What’s most interesting about Amitai Etzioni’s defense of airport strip-search machines is how rootless his approach to privacy problems is.

[O]ur public-policy decisions must balance two core values: Our commitment to individual rights and our commitment to the common good. Neither is a priori privileged. Thus, when threatened by the lethal SARS virus, we demanded that contagious people stay home—even though this limited their freedom to assemble and travel—because the contribution to the common good was high and the intrusion limited. Yet we banned the trading of medical records because these trades constituted a severe intrusion, but had no socially redeeming merit.

I disagree with this formulation, and I don’t know that he has accurately depicted the law on “trade” in medical records or the merits on that question.
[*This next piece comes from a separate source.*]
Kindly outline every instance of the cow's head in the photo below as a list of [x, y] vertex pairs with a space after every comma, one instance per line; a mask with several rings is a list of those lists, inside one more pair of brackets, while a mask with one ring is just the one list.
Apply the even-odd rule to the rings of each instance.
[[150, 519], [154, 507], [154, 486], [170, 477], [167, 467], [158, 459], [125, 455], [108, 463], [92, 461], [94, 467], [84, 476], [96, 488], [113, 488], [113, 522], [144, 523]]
But more important here: these value-balancing precedents don’t guide his analysis of strip-search machines. Rather, he just concludes in favor of them using his own assessment of “the common good.”


At least Etzioni is consistent. I wrote in my 2005 Pri​vac​il​la​.org review of his book, The Limits of Privacy: “[T]he book amounts to little more than bare assertion—one man’s argument—that privacy is not as important as other things. The argument appears unrooted in anything more than Etzioni’s opinions. ”


We have a long tradition of protecting individual rights. And we have processes for discovering the common good, such as markets, in which individual preferences agglomerate to sort it out for us. On the rare occassions when markets fail, political legislation and regulation may be a necessary substitute for natural processes. Somewhere quite a bit further down the list falls the technique “ask Amitai Etzioni.”